P: Must be 0. Indicates that this is a CAPWAP preamble.

[...]

The basic idea is to overlay the CAPWAP preamble and the first

32 bits of the CAPWAP Header. Note the intentional overlap of

the Version field and the P bit. Essentially the P bit is a type

indicator that indicates the type of super field present. A 1

indicates a CAPWAP preamble, a 0 indicates the first 32 bits of

the CAPWAP Header.

Any data packet on a clear (unencrypted) data channel looks

as follows (to illustrate the use of the P bit):

CAPWAP Plain Text Data Packet:

+--------------------------------+

| IP | UDP | CAPWAP | Wireless |

| Hdr | Hdr | Header | Payload |

| | | P=0 | |

+--------------------------------+

Any data packet on an encrypted data channel or a DTLS

session establishment packet looks as follows:

DTLS Secured CAPWAP Data Packet:

+------------------------------------------------------+

| IP | UDP | CAPWAP | DTLS | CAPWAP | Wireless | DTLS |

| Hdr | Hdr | p-amble| Hdr | Hdr | Payload | Trlr |

| | | P=1 | | | | |

+------------------------------------------------------+

\----- authenticated -----/

\------- encrypted --------/

A switching entity need only check the CAPWAP Version and then the P

bit to determine if the CAPWAP packet needs DTLS processing.

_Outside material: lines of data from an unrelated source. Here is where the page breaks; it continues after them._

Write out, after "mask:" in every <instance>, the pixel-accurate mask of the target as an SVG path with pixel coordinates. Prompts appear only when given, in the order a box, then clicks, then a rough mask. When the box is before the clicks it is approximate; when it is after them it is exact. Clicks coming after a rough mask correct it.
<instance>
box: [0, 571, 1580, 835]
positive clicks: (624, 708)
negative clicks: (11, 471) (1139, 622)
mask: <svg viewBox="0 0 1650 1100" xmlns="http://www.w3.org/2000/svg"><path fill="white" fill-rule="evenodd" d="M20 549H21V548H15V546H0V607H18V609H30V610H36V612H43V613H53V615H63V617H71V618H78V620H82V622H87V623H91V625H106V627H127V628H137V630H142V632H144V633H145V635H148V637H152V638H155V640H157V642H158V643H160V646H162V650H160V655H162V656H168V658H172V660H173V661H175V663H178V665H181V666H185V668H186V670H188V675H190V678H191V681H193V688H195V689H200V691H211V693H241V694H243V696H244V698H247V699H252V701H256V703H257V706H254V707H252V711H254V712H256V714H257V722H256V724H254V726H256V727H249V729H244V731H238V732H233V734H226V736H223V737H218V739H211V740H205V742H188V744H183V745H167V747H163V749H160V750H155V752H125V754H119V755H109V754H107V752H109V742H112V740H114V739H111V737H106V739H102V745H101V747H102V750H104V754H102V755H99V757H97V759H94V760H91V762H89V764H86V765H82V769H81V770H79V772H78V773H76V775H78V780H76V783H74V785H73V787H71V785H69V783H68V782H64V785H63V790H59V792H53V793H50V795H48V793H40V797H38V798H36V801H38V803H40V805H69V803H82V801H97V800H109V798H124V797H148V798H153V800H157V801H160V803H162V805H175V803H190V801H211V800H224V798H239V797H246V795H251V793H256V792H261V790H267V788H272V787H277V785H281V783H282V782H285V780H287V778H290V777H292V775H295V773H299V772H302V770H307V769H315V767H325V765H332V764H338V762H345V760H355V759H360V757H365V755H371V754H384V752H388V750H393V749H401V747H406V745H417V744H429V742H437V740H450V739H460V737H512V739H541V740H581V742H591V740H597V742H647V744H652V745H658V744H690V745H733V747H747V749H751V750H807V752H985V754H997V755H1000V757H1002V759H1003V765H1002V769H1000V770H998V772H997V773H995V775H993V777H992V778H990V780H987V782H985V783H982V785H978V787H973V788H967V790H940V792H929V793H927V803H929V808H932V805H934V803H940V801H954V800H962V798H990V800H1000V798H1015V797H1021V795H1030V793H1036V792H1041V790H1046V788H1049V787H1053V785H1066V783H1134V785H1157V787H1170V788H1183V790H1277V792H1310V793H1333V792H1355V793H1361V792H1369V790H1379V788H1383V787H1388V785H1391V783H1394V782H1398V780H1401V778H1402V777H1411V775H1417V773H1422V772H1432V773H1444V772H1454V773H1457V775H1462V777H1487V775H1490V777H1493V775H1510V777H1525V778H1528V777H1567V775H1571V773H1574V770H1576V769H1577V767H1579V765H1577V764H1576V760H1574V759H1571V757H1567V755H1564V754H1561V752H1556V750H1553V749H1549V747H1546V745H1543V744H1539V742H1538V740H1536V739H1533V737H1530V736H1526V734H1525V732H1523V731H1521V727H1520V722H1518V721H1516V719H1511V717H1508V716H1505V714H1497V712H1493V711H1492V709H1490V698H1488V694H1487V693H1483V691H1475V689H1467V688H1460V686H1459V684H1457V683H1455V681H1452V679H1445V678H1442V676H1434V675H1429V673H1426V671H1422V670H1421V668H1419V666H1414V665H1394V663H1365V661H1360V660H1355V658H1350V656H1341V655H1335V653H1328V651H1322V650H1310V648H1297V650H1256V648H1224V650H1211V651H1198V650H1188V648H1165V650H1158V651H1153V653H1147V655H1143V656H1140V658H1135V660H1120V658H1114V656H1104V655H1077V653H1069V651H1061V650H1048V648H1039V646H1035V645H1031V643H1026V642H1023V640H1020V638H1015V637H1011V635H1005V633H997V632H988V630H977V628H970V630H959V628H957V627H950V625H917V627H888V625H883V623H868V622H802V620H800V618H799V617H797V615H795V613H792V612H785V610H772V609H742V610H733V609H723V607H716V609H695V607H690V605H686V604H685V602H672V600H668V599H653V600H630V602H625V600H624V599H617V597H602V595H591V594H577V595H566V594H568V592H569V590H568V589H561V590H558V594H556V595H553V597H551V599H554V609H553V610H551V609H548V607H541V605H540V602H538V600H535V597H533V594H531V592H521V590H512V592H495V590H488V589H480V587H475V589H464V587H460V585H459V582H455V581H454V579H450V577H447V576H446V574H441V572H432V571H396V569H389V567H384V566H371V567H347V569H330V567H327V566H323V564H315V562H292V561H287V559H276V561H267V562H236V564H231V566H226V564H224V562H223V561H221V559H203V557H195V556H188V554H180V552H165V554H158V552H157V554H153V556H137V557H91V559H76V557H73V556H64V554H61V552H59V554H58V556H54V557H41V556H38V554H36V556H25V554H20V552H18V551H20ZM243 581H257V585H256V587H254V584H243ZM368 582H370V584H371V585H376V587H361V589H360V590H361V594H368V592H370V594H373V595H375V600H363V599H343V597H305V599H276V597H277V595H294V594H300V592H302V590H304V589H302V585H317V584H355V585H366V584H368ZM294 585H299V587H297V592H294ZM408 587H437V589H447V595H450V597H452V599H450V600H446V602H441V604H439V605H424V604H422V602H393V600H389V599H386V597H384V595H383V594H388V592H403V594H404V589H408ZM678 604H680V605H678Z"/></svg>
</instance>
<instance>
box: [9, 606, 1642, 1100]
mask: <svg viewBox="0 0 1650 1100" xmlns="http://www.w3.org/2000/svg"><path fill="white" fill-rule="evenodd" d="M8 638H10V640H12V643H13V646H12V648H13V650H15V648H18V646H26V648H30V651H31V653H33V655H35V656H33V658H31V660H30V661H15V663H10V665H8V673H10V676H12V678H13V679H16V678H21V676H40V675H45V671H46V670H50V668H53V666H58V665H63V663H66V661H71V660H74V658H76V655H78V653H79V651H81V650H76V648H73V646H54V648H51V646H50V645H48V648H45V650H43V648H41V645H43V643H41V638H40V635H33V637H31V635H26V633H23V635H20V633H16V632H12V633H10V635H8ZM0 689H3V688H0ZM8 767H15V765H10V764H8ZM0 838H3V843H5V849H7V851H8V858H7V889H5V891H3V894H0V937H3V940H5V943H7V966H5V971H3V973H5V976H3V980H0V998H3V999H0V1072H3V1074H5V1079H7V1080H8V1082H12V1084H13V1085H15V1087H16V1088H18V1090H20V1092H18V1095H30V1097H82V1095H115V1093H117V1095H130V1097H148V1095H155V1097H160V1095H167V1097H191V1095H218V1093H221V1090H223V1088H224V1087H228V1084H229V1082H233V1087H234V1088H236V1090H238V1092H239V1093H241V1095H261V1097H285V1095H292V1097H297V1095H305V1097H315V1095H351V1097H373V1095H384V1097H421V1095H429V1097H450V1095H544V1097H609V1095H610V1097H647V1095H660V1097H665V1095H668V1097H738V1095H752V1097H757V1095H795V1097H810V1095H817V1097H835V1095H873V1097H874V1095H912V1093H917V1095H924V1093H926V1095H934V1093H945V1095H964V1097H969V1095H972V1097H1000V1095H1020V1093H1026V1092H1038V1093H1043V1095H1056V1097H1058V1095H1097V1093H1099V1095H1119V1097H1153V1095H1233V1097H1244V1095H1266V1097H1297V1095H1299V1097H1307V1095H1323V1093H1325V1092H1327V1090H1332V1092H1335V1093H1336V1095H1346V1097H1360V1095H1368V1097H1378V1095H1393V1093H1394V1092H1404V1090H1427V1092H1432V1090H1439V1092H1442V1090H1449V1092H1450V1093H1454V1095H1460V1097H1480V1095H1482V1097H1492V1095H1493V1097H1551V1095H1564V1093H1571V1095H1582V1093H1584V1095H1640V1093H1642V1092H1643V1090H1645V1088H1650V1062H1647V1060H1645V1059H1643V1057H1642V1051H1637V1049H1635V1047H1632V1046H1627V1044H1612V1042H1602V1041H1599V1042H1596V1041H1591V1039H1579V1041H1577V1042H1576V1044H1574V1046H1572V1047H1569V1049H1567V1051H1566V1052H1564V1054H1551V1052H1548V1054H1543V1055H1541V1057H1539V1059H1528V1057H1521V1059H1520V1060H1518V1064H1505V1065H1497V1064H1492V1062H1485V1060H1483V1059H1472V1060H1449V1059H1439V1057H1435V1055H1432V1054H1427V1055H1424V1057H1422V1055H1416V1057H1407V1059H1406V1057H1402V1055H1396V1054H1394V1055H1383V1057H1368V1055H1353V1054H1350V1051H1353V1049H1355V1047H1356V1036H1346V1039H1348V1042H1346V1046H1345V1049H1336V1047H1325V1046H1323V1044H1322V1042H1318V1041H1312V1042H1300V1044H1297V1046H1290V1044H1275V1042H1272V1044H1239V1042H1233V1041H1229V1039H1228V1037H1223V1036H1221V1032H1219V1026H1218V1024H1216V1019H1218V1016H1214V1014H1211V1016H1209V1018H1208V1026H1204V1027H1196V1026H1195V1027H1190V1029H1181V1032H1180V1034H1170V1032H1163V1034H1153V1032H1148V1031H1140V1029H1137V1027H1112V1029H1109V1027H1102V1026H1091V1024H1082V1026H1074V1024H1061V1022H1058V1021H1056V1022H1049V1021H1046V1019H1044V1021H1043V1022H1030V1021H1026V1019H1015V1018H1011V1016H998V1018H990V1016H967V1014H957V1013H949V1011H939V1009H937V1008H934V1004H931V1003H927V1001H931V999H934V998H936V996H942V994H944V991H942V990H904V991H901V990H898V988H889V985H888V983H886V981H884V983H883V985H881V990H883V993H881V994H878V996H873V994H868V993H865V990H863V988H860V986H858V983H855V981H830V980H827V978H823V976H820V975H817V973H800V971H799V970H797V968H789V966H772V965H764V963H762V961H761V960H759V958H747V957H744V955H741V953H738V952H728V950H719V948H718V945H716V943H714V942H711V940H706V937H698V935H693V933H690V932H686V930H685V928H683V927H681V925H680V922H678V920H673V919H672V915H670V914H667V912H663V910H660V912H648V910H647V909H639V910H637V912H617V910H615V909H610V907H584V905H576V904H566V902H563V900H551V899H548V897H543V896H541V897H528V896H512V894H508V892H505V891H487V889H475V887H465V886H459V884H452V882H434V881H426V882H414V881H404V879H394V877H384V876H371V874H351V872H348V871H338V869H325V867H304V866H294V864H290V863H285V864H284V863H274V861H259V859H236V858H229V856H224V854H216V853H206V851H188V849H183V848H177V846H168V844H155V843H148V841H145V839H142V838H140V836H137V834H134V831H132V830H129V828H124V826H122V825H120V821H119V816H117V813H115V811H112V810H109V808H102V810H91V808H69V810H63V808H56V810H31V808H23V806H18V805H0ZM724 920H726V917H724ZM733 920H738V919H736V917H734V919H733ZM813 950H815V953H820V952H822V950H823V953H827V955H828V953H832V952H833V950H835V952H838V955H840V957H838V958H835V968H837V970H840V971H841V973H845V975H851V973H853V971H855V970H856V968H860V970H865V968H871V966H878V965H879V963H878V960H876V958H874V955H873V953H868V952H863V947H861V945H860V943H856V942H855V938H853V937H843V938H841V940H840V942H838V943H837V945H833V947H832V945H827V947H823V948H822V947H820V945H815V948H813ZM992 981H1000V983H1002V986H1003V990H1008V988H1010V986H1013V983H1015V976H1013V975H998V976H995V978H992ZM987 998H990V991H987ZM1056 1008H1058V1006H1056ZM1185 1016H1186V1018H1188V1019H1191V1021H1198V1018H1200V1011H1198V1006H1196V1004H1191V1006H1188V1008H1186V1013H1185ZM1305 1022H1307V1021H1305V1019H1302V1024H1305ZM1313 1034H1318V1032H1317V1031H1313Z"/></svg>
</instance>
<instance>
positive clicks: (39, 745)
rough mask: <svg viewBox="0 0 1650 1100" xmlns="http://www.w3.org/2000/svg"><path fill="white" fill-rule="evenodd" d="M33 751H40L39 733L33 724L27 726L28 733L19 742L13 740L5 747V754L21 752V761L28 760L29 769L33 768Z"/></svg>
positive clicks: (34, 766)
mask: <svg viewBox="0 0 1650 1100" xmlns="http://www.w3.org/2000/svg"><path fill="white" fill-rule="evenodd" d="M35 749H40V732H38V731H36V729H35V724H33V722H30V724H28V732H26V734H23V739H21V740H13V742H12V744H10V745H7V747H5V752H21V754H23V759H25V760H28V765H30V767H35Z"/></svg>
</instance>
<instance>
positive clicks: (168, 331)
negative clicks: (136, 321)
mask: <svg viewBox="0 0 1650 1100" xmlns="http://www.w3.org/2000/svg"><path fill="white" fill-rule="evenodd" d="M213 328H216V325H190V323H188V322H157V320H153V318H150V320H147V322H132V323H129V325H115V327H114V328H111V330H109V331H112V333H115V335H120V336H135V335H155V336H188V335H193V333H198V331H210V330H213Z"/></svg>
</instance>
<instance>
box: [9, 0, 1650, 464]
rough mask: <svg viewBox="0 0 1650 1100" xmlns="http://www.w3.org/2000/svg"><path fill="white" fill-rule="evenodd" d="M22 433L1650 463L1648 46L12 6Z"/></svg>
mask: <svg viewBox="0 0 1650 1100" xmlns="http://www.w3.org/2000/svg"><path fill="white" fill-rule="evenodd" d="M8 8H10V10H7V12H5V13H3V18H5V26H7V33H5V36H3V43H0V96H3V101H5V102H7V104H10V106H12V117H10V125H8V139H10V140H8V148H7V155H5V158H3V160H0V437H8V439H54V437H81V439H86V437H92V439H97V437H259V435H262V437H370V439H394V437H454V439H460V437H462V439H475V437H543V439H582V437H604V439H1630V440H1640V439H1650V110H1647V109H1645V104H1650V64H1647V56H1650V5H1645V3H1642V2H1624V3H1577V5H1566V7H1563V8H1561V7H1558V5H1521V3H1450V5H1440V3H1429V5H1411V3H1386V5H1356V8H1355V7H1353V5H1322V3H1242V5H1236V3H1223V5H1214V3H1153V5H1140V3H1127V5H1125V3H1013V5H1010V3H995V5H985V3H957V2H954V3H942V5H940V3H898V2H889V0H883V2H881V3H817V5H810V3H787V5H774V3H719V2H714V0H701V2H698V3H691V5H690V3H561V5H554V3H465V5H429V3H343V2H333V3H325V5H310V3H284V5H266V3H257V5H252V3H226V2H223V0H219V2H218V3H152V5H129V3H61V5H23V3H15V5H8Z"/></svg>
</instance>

If the P but is not set, the switching entity may immediately

assume only a CAPWAP header and commences de-encapsulation and

possible reassembly processing.

This proposal serves the following purposes:

- The CAPWAP preamble is present only when really needed. Specifically

to identify CAPWAP packet attributes outside of the DTLS encrypted/

authenticated area when DTLS is used.

- Eliminates the waste of 32 bits of header information to convey a

single bit of information when in the clear.

- Allows for the continued use of the CAPWAP preamble for other

purposes, such as DTLS session de-multiplexing to deal with the

issue of QoS reordering. (see earlier email from Mani - The QoS DTLS

factor)

Please let me know if you have any questions.